Ihr seht also, meine Kinder, daß wir nicht Ursache haben, ahnenstolz zu seyn. Alle unsre Freunde und Blutsverwandte sind unbemittelte Leuthe, und von allen unsern Vorfahren hab’ ich nie nichts anders gehört. Fast von keinem, der das geringste Aemtli bekleidete. Meines Großvaters Bruder war Mesmer zu Kapel, und sein Sohn Stipendipfleger. Das ist’s alles aus der ganzen weitläuftigen Verwandschaft. Da können wir ja wohl vor dem Hochmuth gesichert seyn, der so viele arme Narren anwandelt, wenn sie reiche und angesehene Vettern haben, obgleich ihnen diese keinen Pfifferling geben. Nein! Von uns B. quält, Gott Lob! diese Sucht, so viel ich weiß keinen einzigen; und ihr seht, meine Kinder! daß sie auch mich nicht plagt – sonst hätt’ ich wenigstens unserm Stammbaum genauer nachgeforscht. Ich weiß, daß mein Großvater und desselben Vater arme Leuthe waren, die sich kümmerlich nähren mußten; daß mein Vater keinen Pfenning erbte; daß ihn die Noth sein Lebenlang drückte, und er nicht selten über seinen kleinen Schuldenlast seufzte. Aber deswegen schäm’ ich mich meiner Eltern und Voreltern bey weitem nicht. Vielmehr bin ich noch eher ein Bischen stolz auf sie. Denn, ihrer Armuth ungeachtet, hab’ ich von keinem Dieb, oder sonst einem Verbrecher den die Justitz hätte straffen müssen, von keinem Lasterbuben, Schwelger, Flucher, Verleumder u. s. f. unter ihnen gehört; von keinem, den man nicht als einen braven Biedermann mußte gelten lassen; der sich nicht ehrlich und redlich in der Welt nährte; von keinem der betteln gieng.

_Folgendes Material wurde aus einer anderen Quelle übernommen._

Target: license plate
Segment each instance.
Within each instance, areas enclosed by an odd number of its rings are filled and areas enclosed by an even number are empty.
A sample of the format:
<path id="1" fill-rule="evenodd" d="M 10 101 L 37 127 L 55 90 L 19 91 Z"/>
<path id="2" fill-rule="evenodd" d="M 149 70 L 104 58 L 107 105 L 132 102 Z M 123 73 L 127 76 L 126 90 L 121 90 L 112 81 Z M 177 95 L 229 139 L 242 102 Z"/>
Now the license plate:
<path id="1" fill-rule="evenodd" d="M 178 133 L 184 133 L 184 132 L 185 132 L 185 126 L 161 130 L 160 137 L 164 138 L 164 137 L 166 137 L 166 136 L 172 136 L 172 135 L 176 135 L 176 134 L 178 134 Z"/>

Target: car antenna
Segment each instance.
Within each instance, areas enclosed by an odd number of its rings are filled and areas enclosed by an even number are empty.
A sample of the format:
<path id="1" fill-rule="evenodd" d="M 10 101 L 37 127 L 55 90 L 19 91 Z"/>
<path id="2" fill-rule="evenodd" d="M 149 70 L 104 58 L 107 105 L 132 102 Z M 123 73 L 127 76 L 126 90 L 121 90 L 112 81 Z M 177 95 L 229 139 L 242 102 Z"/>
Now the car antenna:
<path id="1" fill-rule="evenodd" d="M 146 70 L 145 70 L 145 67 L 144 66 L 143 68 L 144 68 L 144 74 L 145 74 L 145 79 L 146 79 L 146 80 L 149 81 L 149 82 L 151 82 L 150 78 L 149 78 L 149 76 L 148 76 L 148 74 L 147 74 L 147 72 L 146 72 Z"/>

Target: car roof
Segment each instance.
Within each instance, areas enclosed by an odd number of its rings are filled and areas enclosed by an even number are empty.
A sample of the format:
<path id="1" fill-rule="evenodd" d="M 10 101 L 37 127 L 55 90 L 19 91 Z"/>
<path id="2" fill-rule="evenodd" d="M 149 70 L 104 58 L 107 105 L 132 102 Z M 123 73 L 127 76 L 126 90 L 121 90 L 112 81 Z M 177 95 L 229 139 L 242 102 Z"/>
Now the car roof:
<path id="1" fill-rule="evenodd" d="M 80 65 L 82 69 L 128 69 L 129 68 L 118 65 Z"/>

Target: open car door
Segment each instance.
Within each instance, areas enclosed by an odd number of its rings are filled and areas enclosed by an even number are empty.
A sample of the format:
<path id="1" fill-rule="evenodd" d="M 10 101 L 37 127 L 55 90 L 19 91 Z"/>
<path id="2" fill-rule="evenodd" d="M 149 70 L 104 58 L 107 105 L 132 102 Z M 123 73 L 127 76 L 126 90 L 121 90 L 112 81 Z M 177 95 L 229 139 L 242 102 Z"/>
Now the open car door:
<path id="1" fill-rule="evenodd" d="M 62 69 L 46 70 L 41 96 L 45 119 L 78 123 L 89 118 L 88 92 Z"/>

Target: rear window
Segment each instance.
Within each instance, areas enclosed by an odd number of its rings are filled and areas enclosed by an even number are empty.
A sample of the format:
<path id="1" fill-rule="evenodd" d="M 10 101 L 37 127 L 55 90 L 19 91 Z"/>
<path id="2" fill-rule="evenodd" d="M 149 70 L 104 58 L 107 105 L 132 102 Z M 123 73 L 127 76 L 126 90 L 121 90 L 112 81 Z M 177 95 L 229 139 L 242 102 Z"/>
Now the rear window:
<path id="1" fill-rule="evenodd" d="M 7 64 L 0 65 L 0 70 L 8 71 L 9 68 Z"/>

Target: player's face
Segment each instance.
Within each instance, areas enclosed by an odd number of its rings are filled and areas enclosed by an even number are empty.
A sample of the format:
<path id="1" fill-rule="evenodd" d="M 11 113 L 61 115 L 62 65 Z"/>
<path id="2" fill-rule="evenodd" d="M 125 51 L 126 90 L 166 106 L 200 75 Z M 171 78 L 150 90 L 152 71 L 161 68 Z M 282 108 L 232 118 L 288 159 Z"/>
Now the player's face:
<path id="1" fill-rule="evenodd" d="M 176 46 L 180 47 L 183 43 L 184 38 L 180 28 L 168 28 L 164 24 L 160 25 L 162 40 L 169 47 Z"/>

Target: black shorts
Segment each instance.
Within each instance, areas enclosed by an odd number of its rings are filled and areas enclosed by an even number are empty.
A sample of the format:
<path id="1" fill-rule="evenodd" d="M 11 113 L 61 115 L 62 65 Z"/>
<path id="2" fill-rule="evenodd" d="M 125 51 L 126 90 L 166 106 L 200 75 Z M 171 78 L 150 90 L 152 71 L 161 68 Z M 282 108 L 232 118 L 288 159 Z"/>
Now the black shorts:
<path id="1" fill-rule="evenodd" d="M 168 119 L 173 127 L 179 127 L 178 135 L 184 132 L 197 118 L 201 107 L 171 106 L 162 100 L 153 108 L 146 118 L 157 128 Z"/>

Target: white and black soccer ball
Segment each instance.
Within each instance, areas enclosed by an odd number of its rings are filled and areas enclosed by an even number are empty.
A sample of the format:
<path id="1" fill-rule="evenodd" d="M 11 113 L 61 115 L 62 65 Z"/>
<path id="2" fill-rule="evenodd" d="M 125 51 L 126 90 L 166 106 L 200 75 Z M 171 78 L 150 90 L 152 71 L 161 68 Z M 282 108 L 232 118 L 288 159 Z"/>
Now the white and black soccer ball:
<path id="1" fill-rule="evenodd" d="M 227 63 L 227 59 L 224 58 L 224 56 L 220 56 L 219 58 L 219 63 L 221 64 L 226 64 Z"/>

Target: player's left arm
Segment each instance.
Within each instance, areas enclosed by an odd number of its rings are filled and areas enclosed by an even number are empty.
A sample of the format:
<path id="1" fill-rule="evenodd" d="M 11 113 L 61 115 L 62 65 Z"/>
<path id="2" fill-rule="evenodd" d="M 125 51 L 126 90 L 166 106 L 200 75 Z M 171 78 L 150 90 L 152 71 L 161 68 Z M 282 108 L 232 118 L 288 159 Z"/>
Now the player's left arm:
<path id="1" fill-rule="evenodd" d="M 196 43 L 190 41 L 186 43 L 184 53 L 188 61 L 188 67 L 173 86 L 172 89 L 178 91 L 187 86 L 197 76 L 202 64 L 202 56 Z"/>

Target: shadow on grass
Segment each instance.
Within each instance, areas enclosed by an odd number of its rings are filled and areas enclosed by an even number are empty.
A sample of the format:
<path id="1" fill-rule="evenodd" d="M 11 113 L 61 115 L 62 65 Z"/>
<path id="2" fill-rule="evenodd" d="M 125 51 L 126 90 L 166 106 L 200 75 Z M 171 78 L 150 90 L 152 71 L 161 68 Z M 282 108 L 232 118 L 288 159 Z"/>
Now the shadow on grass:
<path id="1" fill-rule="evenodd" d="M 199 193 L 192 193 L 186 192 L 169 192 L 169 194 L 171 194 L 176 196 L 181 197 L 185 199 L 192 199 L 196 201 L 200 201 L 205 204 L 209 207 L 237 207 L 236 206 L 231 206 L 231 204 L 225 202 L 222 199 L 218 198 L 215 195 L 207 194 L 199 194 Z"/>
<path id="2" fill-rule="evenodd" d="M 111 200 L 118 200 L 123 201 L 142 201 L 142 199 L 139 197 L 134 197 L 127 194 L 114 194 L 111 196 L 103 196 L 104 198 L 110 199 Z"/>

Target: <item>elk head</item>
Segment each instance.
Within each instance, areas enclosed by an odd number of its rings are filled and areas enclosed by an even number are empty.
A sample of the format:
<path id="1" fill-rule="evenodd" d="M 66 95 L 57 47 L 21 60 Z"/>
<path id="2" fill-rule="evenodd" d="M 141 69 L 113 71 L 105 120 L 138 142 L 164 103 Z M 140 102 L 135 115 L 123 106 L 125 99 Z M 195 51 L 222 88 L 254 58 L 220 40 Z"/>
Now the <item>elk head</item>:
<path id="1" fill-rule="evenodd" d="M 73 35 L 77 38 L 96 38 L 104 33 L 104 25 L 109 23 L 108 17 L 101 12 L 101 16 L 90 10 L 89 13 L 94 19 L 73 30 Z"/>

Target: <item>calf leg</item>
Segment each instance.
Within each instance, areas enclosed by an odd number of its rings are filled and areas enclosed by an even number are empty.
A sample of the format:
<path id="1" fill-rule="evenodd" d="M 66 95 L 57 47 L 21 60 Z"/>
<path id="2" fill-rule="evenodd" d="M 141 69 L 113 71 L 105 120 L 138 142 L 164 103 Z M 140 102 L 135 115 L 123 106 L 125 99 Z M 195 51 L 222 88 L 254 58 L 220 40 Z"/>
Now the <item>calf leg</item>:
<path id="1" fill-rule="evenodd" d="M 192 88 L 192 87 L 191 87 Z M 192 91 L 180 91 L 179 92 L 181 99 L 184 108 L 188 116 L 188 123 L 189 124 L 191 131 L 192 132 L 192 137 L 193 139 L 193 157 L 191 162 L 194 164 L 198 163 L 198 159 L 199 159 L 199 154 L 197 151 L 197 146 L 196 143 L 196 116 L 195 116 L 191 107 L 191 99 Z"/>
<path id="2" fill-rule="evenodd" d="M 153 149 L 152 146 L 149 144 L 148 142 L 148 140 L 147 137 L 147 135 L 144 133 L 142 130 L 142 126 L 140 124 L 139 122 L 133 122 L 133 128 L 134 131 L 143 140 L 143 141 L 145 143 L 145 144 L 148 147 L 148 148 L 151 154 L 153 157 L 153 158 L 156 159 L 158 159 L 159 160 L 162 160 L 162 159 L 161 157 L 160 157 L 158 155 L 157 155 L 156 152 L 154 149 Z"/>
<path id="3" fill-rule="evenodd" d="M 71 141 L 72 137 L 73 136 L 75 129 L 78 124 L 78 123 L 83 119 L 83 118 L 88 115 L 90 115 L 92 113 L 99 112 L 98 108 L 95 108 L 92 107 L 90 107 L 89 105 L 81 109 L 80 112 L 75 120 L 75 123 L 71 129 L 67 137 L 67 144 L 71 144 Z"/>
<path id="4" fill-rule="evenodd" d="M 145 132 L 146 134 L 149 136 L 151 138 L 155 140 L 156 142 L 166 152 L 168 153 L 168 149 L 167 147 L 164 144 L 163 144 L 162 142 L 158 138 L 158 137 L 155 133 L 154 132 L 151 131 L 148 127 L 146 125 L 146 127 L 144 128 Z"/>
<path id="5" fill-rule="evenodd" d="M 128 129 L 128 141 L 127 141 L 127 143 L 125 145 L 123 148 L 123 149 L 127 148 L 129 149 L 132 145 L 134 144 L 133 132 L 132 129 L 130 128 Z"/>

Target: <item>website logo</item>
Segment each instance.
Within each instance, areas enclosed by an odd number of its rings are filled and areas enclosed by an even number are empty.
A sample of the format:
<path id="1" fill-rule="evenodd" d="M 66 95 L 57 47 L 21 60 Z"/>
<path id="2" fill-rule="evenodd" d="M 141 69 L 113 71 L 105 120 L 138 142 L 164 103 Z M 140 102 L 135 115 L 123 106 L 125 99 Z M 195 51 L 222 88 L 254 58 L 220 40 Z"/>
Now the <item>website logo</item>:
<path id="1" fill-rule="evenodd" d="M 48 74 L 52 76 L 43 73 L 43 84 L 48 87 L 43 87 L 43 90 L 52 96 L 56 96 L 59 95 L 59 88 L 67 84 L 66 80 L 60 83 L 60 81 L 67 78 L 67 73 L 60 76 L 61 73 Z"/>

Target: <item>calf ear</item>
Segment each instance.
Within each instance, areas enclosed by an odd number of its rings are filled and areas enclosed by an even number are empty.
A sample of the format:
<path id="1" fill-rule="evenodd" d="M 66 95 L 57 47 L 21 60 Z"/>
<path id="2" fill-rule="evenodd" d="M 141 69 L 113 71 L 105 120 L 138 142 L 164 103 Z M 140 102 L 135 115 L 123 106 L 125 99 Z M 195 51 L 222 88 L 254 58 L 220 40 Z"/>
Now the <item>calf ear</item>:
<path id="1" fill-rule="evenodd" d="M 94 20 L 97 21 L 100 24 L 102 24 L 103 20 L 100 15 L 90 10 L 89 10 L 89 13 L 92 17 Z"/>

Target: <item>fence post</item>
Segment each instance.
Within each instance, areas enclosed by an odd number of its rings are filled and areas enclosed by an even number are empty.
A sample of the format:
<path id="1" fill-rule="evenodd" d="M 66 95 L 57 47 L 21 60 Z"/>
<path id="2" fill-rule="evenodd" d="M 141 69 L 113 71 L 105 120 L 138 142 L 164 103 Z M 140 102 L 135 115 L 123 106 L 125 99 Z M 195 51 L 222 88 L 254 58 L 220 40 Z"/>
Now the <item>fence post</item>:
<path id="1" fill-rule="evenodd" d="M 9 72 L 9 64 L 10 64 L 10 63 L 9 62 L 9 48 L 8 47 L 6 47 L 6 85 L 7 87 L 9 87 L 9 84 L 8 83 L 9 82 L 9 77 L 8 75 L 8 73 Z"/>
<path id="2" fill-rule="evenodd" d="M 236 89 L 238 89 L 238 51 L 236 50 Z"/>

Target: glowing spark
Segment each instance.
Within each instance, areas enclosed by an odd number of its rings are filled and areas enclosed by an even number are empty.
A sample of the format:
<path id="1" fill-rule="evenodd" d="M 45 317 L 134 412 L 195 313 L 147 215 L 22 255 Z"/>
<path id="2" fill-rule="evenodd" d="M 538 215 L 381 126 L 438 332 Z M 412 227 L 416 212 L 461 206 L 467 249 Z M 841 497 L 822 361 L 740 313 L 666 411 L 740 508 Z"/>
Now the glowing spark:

Dagegen kannt’ ich wirklich recht manchen wackern, frommen Mann, mit zartem Gewissen. Das ist’s allein, worauf ich stolz bin, und wünsche, daß auch Ihr stolz darauf werdet, meine Kinder! daß wir diesen Ruhm nicht besudeln, sondern denselben fortzupflanzen suchen. Und eben das möcht’ ich Euch recht oft zu Gemüthe führen, in dieser meiner Lebensgeschichte.

II.
Mein Geburthstag. (22. Dezembr. 1735.)

Inhaltsverzeichnis

Für mich ein wichtiger Tag. Ich sey ein Bischen zu früh auf der Welt erschienen, sagte man mir. Meine Eltern mußten sich dafür verantworten. – Mag seyn, daß ich mich schon in Mutterleibe nach dem Tageslichte gesehnt habe – und dieß nach dem Licht sehnen geht mir wohl all mein Tage nach! Daneben war ich die erste Kraft meines Vaters – und Dank sey ihm unter der Erde, von mir auch dafür gesagt! Er war ein hitziger Mann, voll warmen Blutes. O ich habe schon tausendmal drüber nachgedacht, und mir bisweilen einen andern Ursprung gewünscht, wenn flammende Leidenschaften in meinem Busen tobten, und ich den heftigsten Kampf mit ihnen bestehen mußte. Aber, sobald Sturm und Wetter vorbey war, dankt’ ich ihm doch wieder, daß er mir sein feuriges Temperament mitgetheilt hat, womit ich unzählige schuldlose Freuden lebhafter als so viele andere Leuthe gemessen kann. Genug, an diesem 22. Dez. kam ich ans Tageslicht. Mein Vater sagte mir oft: Er habe sich gar nicht über mich gefreut: Ich sey ein armes elendes Geschöpf gewesen; nichts als kleine Beinerchen, mit einem verschrumpften Häutgen überzogen; Und doch hätt’ ich Tag und Nacht ein gräßliches Zettergeschrey erhoben, das man bis ins Holz hören konnte, u.s.f. Er hat mich oft recht bös damit gemacht. Dachte: Ha, ich werd’s auch gemacht haben, wie andre neugeborne Kinder! Aber die Muter gab ihm allemal Beyfall. Nun, es kann seyn.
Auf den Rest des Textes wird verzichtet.